Allerdings: Für gewisse Irritationen sorgte die Reederei Peter Deilmann, die auch in der Hochseekreuzschifffahrt (das ZDF-Traumschiff „MS Deutschland“ ist allerdings das einzige aber prestigeträchtige Schiff in diesem Segment) tätig ist: Im Juni erklärte die Holsteiner Reederei, daß sie künftig keine Flusskreuzfahrten mehr anbieten werde. Wegen des massiven Umsatzrückgangs meldete das Unternehmen für die Sparte Flußkreuzfahrt Insolvenz an. Begründet wurde der Umsatzrückgang (um rund 50 Prozent gegenüber dem Vorjahr) mit dem Rückgang der Passagierzahlen als Folge der weltweiten Wirtschaftskrise. Ursprünglich gehörten neun Flusskreuzfahrtschiffe zur Deilmann-Flotte.
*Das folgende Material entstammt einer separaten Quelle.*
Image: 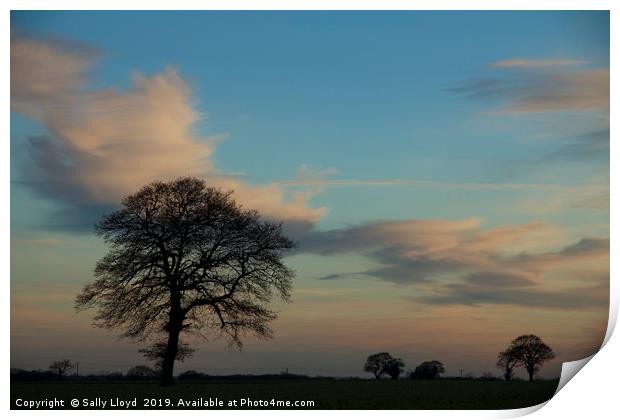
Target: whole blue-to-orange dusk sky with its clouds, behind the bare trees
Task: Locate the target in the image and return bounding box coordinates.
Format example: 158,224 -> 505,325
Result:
10,11 -> 609,377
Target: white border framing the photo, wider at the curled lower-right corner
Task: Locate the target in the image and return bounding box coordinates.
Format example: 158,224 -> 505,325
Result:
0,0 -> 620,420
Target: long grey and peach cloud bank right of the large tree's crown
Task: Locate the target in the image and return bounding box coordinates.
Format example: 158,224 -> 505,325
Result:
299,219 -> 609,308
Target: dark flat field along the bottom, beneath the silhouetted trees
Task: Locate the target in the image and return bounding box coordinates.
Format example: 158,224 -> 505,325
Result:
11,379 -> 558,410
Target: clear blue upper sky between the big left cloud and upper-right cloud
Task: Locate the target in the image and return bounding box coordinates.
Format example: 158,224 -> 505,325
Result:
13,12 -> 609,230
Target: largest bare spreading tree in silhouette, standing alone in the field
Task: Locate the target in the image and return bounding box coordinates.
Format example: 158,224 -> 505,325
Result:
76,177 -> 294,384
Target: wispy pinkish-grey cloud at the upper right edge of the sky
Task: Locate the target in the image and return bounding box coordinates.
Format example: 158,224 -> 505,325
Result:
449,58 -> 610,172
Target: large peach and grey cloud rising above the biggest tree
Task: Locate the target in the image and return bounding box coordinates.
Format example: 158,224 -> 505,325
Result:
11,38 -> 325,230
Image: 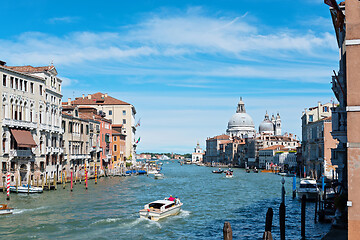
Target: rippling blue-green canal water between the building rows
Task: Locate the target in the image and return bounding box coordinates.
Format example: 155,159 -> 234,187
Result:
0,162 -> 330,240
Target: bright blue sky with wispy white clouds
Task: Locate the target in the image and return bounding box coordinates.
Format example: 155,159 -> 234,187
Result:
0,0 -> 338,153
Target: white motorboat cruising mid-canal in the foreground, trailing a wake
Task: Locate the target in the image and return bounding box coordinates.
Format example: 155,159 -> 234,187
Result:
139,197 -> 183,221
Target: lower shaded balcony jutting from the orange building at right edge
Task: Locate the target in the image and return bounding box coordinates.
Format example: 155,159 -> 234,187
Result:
331,106 -> 347,143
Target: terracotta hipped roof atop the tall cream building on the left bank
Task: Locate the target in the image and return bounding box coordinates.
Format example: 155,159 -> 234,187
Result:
71,92 -> 130,105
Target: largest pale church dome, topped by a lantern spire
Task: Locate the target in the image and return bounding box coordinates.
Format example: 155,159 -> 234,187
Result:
226,97 -> 255,138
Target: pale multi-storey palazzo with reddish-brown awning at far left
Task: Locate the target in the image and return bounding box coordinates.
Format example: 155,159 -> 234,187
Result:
0,61 -> 63,184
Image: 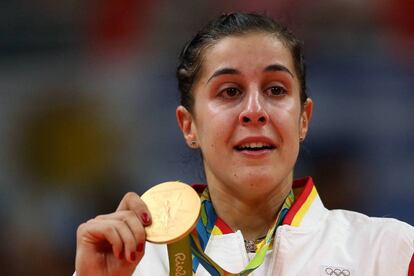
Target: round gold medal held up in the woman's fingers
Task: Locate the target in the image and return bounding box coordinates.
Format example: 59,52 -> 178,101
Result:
141,181 -> 201,244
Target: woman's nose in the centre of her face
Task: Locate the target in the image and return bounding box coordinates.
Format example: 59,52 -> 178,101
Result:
239,92 -> 269,126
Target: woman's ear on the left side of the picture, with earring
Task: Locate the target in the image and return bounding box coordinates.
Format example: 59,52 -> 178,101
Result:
175,105 -> 198,148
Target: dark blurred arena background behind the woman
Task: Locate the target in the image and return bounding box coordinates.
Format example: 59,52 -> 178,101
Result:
0,0 -> 414,275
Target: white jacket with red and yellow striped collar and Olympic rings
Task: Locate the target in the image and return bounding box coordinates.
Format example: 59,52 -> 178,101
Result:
133,178 -> 414,276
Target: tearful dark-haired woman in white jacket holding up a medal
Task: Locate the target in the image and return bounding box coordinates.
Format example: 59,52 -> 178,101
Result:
76,13 -> 414,275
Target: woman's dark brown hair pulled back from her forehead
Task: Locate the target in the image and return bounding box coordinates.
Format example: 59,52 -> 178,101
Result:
176,12 -> 308,112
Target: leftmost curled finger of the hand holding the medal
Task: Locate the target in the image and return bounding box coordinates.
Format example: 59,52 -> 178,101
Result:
77,219 -> 123,259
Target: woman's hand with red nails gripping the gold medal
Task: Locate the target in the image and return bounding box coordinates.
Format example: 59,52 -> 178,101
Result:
76,192 -> 151,276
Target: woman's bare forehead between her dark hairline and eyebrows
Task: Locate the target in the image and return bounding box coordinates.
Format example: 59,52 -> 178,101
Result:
200,33 -> 295,79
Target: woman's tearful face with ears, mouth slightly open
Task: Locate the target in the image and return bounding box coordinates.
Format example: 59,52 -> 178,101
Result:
177,33 -> 312,194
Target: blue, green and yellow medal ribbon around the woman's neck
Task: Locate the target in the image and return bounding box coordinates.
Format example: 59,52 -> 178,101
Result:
190,187 -> 295,276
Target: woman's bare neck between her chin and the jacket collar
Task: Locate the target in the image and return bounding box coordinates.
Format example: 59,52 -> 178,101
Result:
208,175 -> 292,240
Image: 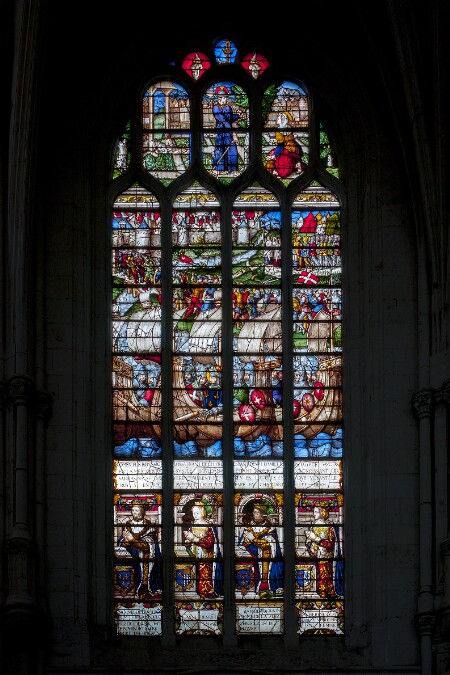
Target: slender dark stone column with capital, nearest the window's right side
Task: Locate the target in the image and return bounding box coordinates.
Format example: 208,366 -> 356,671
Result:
412,389 -> 435,675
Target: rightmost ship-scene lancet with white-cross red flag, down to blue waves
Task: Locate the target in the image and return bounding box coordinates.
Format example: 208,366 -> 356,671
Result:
292,183 -> 342,458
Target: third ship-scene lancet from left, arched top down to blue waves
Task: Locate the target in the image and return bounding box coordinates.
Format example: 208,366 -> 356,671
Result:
232,184 -> 283,458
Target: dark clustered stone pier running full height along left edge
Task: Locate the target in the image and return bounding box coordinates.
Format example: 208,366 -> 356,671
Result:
0,0 -> 48,675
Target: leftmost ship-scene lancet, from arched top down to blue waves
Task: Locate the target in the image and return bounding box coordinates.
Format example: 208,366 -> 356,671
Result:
112,186 -> 162,458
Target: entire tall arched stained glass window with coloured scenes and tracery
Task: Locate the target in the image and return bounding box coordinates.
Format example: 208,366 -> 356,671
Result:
111,36 -> 345,639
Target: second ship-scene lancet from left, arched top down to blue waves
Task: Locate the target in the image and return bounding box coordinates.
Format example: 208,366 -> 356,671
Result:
172,184 -> 223,458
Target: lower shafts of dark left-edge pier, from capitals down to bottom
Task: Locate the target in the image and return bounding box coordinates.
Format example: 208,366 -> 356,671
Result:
0,376 -> 50,675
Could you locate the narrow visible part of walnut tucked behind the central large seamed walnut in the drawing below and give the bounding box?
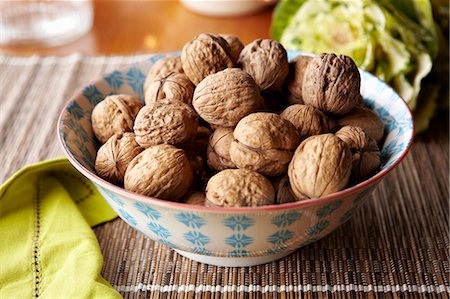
[206,128,236,171]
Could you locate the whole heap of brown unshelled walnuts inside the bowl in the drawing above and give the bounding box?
[92,34,384,207]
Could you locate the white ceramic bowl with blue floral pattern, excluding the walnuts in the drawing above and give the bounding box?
[58,52,414,266]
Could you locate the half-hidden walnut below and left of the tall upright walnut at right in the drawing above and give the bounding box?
[280,104,329,139]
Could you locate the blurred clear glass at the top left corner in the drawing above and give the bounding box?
[0,0,93,46]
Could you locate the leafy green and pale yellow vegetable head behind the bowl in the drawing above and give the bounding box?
[272,0,439,132]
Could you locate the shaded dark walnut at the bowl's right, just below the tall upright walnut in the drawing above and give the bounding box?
[336,105,384,142]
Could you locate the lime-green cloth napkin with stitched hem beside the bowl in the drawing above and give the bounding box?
[0,159,121,298]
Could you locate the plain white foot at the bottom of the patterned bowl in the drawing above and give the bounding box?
[175,249,295,267]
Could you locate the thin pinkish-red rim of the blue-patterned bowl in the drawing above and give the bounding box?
[56,50,415,214]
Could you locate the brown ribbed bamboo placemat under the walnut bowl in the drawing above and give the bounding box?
[0,54,450,298]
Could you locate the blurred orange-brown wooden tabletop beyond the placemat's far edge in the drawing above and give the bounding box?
[0,0,273,55]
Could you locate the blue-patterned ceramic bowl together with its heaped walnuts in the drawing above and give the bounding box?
[58,34,414,266]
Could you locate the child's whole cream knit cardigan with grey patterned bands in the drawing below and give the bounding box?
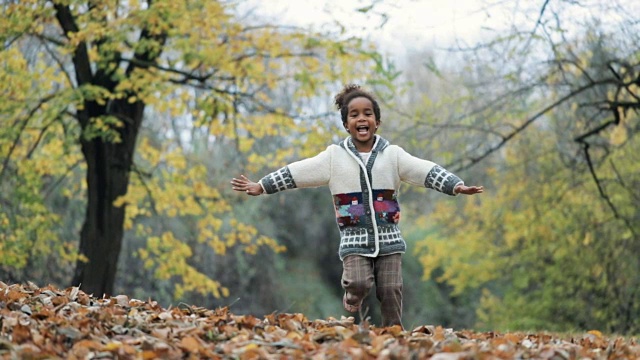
[260,135,463,260]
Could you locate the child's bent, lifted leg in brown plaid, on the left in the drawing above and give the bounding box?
[342,255,373,312]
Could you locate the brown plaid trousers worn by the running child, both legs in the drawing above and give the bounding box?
[342,254,402,327]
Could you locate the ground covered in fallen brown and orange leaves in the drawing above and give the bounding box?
[0,282,640,360]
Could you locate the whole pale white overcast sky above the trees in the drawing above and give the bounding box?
[245,0,640,62]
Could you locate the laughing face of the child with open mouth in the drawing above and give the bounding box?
[344,97,380,152]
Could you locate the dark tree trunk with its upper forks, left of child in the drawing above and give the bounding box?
[53,2,167,296]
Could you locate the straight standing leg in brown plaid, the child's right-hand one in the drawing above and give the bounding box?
[374,254,402,327]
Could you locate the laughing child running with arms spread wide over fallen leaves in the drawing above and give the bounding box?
[231,85,483,326]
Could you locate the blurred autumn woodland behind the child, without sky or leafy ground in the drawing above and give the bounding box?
[0,0,640,334]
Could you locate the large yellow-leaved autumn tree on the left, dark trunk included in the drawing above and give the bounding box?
[0,1,375,298]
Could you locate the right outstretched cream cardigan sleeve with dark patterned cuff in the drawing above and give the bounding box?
[398,148,464,196]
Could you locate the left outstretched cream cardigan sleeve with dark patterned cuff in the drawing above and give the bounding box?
[260,148,331,194]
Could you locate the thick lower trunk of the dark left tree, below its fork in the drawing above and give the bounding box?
[73,101,144,297]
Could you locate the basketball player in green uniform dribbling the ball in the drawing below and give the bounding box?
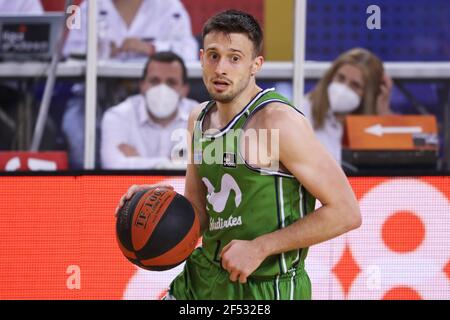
[119,10,361,299]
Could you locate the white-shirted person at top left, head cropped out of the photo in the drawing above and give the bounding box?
[64,0,198,61]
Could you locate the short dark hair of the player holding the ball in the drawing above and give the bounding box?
[202,10,263,56]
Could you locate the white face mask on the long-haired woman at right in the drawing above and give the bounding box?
[328,82,361,113]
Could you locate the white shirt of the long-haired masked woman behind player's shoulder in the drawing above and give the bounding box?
[300,97,344,164]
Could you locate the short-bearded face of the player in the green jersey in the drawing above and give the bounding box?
[200,32,263,103]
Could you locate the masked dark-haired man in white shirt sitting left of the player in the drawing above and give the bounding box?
[100,52,197,169]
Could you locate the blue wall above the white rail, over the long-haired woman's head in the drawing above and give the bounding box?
[306,0,450,61]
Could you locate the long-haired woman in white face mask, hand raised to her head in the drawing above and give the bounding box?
[301,48,392,163]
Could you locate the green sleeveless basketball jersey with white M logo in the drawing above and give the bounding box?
[193,89,315,277]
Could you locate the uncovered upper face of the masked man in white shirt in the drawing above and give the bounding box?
[141,61,188,97]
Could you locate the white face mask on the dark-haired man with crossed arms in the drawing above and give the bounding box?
[145,83,180,119]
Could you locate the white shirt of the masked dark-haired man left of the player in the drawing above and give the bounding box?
[100,94,198,169]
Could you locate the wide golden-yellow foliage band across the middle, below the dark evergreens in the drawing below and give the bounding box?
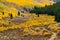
[0,14,59,36]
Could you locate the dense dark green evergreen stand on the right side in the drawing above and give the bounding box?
[30,2,60,22]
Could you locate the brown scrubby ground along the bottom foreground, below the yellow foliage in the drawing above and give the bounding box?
[0,29,60,40]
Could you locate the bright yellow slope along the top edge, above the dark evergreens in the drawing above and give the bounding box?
[7,0,54,6]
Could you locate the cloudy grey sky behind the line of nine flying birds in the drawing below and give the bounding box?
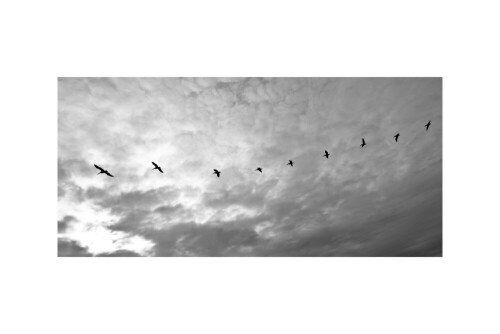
[57,78,442,257]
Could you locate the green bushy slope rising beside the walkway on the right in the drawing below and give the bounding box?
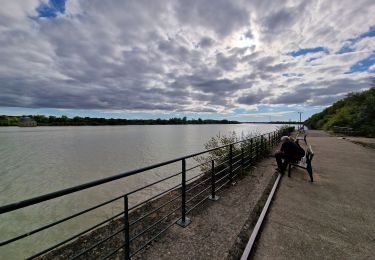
[305,85,375,137]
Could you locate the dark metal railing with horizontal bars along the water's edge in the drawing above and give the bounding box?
[0,129,291,259]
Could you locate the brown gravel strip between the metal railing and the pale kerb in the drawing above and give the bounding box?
[136,157,276,259]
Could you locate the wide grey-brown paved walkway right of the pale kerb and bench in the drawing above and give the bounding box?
[252,131,375,259]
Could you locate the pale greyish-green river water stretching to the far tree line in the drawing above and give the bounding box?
[0,124,279,259]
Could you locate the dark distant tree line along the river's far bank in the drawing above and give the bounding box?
[0,115,239,126]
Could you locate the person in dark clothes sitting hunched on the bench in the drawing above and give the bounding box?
[275,136,305,173]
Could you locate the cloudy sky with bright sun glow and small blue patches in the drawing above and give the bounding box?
[0,0,375,121]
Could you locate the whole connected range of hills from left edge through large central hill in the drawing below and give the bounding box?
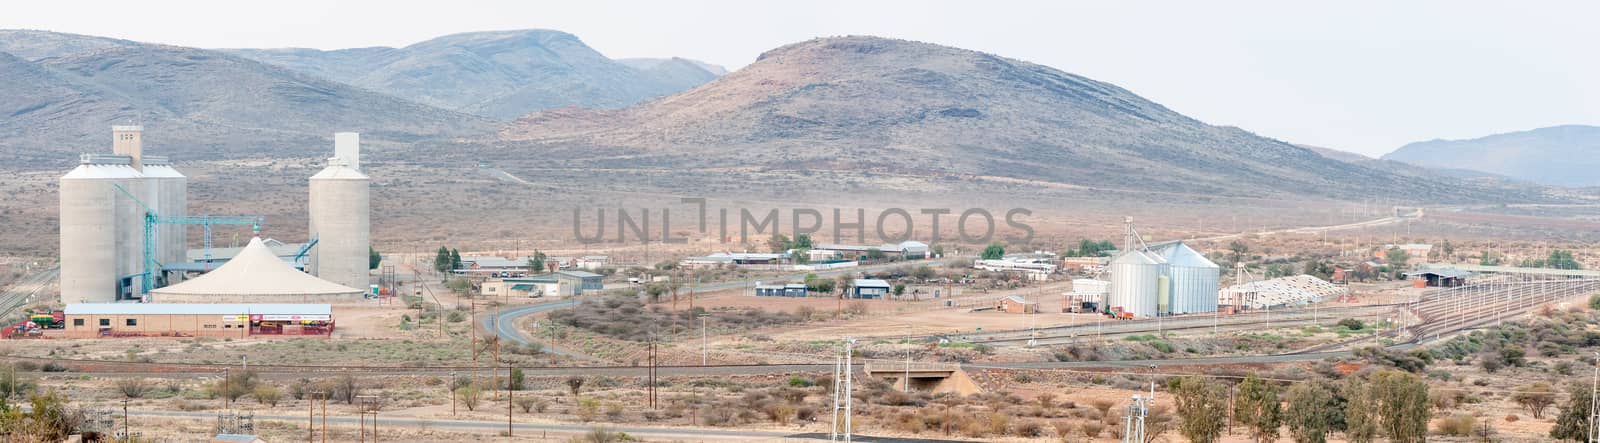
[0,30,1546,202]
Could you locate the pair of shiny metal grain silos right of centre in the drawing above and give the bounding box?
[1104,218,1221,318]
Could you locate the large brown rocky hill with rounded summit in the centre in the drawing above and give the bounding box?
[501,37,1536,200]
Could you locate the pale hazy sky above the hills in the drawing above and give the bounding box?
[0,0,1600,154]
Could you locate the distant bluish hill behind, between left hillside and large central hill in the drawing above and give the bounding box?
[227,30,717,120]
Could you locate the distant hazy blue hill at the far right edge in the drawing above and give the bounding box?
[1384,125,1600,187]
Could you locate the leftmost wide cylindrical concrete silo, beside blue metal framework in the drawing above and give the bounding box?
[61,154,144,302]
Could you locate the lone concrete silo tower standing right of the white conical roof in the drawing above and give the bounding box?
[307,133,371,288]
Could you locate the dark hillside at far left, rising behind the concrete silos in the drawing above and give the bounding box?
[0,34,491,165]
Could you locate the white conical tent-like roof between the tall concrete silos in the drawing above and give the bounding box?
[150,237,363,296]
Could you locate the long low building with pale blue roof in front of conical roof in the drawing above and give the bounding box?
[66,302,333,339]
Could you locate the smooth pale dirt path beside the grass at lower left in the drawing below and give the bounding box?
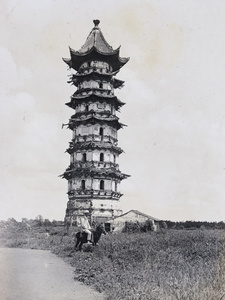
[0,248,104,300]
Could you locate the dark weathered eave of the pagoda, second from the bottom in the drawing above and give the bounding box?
[66,140,123,155]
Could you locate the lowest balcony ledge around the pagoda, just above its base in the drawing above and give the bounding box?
[67,189,123,199]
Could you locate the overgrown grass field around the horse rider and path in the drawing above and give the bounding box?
[0,219,225,300]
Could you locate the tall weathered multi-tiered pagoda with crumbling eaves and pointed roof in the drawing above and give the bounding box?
[62,20,129,224]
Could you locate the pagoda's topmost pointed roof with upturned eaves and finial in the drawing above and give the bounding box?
[63,20,129,71]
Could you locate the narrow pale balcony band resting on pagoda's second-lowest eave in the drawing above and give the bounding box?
[69,134,118,147]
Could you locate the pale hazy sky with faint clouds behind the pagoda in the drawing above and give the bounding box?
[0,0,225,221]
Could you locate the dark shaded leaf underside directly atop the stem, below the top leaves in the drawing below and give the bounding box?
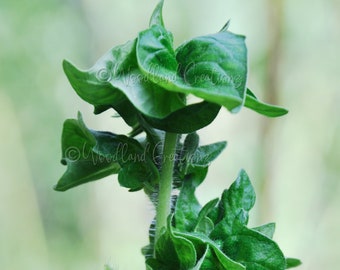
[146,101,221,134]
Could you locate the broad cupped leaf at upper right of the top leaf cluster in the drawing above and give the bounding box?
[176,32,247,112]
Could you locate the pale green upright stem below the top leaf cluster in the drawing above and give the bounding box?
[155,132,177,241]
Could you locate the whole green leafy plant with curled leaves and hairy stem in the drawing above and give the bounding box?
[55,1,300,270]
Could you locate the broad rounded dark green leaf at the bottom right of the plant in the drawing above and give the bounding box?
[223,226,286,270]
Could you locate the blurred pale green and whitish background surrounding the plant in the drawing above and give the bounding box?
[0,0,340,270]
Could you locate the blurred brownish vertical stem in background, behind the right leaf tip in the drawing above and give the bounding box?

Auch hier muß aber offensichtlich wie bei Opel und Arcandor die Wirtschaftkrise herhalten, um individuelle Managementfehler zu kaschieren. Hinzu kamen häufige Managerwechsel im Bereich Flußkreuzfahrt (und damit verbunden Strategieänderungen) nach dem Tod des Firmengründers Peter Deilmann im Jahr 2003. Vor allem waren einige Schiffe der Deilmann- Flotte zu alt, um den hohen Ansprüchen des Publikums an 5- Sterne- Schiffe gerecht zu werden. Die Aufrechterhaltung dieses Standards auf so alten Schiffen ist sehr personalkostenintensiv. Sie hatten außerdem teilweise Abmessungen (103 Meter Länge), die einer optimalen Auslastung entgegenstanden. Mit 110 Meter Länge sind 24 zusätzliche Betten unterzubringen.

„Dagegen setzen wir auf moderne Schiffe, die dem heutigen 4-Sterne-Plus-Standard entsprechen,“ meint Thomas Ritter, Geschäftsführer des Emissionshauses Hamburgische Seehandlung. Die Schiffe sind zudem (für fünfeinhalb bzw. sechs Jahre) an die Tourama Ltd. fest verchartet. Dieses Unternehmen zählt zur Schweizer Globus-Gruppe, die sich zu den weltweit größten Reiseveranstaltern (Jahresumsatz über vier Milliarden Euro) zählt. Zudem besteht eine Verlängerungs­ option, an die ein Optionsrecht bei der Veräußerung gekoppelt ist, die verfallen würde, wenn die Charter nicht verlängert wird.

Der Anleger erzielt gewerbliche Einkünfte, für Flußkreuzfahrtschiffe kann allerdings nicht die Tonnagesteuer genutzt werden, die nur für Seeschiffe gilt. Aber von 2009 bis 2019 – elf Jahre lang –  fällt keine Einkommensteuer an. Insgesamt werden bis 2027 Ausschüttungen von 265,16 Prozent prognostiziert, davon sind 60,61 steuerpflichtig.

Marktführer bei Flußkreuzfahrtschiffen, die eine echte Marktnische bilden, ist die Münchner Premicon AG, die seit 1999 insgesamt zwölf  Flusskreuzfahrt-Fonds platziert hat. Im Augenblick bietet der Marktführer keinen Flußkreuzfahrtfonds an, hat aber bei der Stralsunder Volkswerft GmbH den Bau von sechs Flusskreuzfahrtschiffen in Auftrag gegeben, davon drei fest und drei als Option. Darin kommt gewiß auch das Vertrauen in die Flußkreuzfahrt zum Ausdruck. „Die aktuelle Finanzkrise zeigt erneut, dass der Flusskreuzfahrtenmarkt deutlich weniger konjunkturabhängig ist als andere Schifffahrtssegmente“, meint Alexander Nothegger, Vorstand der Premicon AG. Dies liege vor allem an der soziodemographischen Zusammensetzung der Zielgruppe (ältere und betuchte Menschen.) Die Auslieferung der Schiffe ist für den Zeitraum zwischen 2010 und 2012 geplant. Die Schiffe sind Modifikationen des bei Premicon entwickelten „TwinCruiser“-Konzepts, bei dem Fahrgast- und Antriebseinheit getrennet sind. Vorteil: Deutlich geringere Vibrationen und Motorengeräusche für die Passagiere.